From: Theodore Tso <tytso@mit.edu>
Subject: Re: [RFC] [PATCH 3/3] Recursive mtime for ext3
Date: Wed, 7 Nov 2007 19:20:38 -0500
Message-ID: <20071108002037.GA7728@thunk.org>
References: <20071106171537.GD23689@duck.suse.cz> <20071106171945.GG23689@duck.suse.cz> <20071106194012.GE12857@thunk.org> <20071107143605.GD22214@duck.suse.cz>
Mime-Version: 1.0
Content-Type: text/plain; charset=us-ascii
Cc: linux-kernel@vger.kernel.org, linux-ext4@vger.kernel.org
To: Jan Kara <jack@suse.cz>
Content-Disposition: inline
In-Reply-To: <20071107143605.GD22214@duck.suse.cz>
Sender: linux-ext4-owner@vger.kernel.org

On Wed, Nov 07, 2007 at 03:36:05PM +0100, Jan Kara wrote:
> > What if more than one application wants to use this facility?
>
>   That should be fine - let's see: Each application keeps somewhere a time when
> it started a scan of a subtree (or it can actually remember a time when it
> set the flag for each directory), during the scan, it sets the flag on
> each directory. When it wakes up to recheck the subtree it just compares
> the rtime against the stored time - if rtime is greater, subtree has been
> modified since the last scan and we recurse in it and when we are finished
> with it we set the flag. Now notice that we don't care about the flag when
> we check for changes - we care only for rtime - so if there are several
> applications interested in the same subtree, the flag just gets set more
> often and thus the update of rtime happens more often but the same scheme
> still works fine.

OK, so in this case you don't need to set rtime on the every single
file inode, but only directory inode, right?  Because you're only
using checking the rtime at the directory level, and not the flag.
And it's just as easy for you to check the rtime flag for the file's
containing directory (modulo magic vis-a-vis hard links) as the file's
inode.

I'm just really wishing that rtime and the rtime flag didn't have live
on disk, but could rather be in memory.  If you only needed to save
the directory flags and rtimes, that might actually be doable.

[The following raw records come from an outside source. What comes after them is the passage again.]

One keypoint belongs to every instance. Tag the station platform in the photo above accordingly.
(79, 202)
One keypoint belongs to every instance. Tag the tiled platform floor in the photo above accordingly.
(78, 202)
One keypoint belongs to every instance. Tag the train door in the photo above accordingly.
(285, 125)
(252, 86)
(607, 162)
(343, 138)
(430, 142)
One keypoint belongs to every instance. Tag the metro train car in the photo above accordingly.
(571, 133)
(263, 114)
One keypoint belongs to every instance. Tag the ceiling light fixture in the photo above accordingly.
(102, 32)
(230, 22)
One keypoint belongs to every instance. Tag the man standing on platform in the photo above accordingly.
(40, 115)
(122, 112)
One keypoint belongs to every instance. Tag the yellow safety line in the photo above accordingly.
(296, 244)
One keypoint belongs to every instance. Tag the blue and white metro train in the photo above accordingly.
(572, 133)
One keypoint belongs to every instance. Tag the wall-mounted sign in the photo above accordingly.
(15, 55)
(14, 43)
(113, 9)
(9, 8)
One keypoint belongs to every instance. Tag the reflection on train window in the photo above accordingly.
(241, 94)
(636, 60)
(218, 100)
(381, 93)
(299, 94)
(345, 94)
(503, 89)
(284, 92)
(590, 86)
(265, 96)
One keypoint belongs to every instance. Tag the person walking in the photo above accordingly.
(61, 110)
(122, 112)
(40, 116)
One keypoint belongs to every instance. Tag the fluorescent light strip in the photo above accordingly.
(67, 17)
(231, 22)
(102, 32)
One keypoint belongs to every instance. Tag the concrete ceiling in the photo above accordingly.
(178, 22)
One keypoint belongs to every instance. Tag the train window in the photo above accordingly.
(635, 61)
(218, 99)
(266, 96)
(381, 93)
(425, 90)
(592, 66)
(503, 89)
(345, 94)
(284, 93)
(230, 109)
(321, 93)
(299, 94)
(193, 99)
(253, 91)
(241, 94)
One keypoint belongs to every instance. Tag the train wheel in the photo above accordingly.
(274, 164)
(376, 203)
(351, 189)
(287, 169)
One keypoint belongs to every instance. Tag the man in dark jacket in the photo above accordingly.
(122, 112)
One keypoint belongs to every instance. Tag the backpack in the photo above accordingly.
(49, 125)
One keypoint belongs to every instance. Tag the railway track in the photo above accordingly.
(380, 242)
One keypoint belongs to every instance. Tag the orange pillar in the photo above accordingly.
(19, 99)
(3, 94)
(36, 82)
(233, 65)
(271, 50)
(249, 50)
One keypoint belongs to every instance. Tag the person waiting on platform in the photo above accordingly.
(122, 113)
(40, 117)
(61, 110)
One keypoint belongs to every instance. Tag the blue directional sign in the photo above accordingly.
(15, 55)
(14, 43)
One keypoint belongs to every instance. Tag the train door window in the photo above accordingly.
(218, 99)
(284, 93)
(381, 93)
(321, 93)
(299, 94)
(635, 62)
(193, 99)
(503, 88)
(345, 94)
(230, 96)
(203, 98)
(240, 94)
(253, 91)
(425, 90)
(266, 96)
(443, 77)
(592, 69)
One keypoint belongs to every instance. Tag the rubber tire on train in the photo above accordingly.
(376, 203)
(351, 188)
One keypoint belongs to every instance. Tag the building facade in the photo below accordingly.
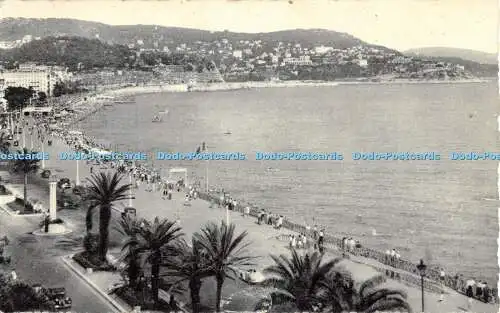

Note by the way that since you need to own the file/directory to set
flags, this means that only programs that are running as root or
running as the uid who owns the entire subtree will be able to use
this scheme.  One advantage of doing in kernel memory is that you
might be able to support watching a tree that is not owned by the
watcher.

>   I don't get it here - you need to scan the whole subtree and set the flag
> only during the initial scan. Later, you need to scan and set the flag only
> for directories in whose subtree something changed. Similarty rtime needs
> to be updated for each inode at most once after the scan. 

OK, so in the worst case every single file in a kernel source tree
might change after doing an extreme git checkout.  That means around
36k of files get updated.  So if you have to set/clear the rtime flag
during the checkout process 36k file inodes would have to have their
rtime flag cleared, plus 2k worth of directory inodes; but those would
probably be folded into other changes made to the inodes anyway.  But
then when trackerd goes back and scans the subtree, if you are
actually setting rtime flags for every single file inode, then that's
38k of indoes that need updating.  If you only need to set the rtime
flags for directories, that's only 2k worth of extra gratuitous inode
updates.

							- Ted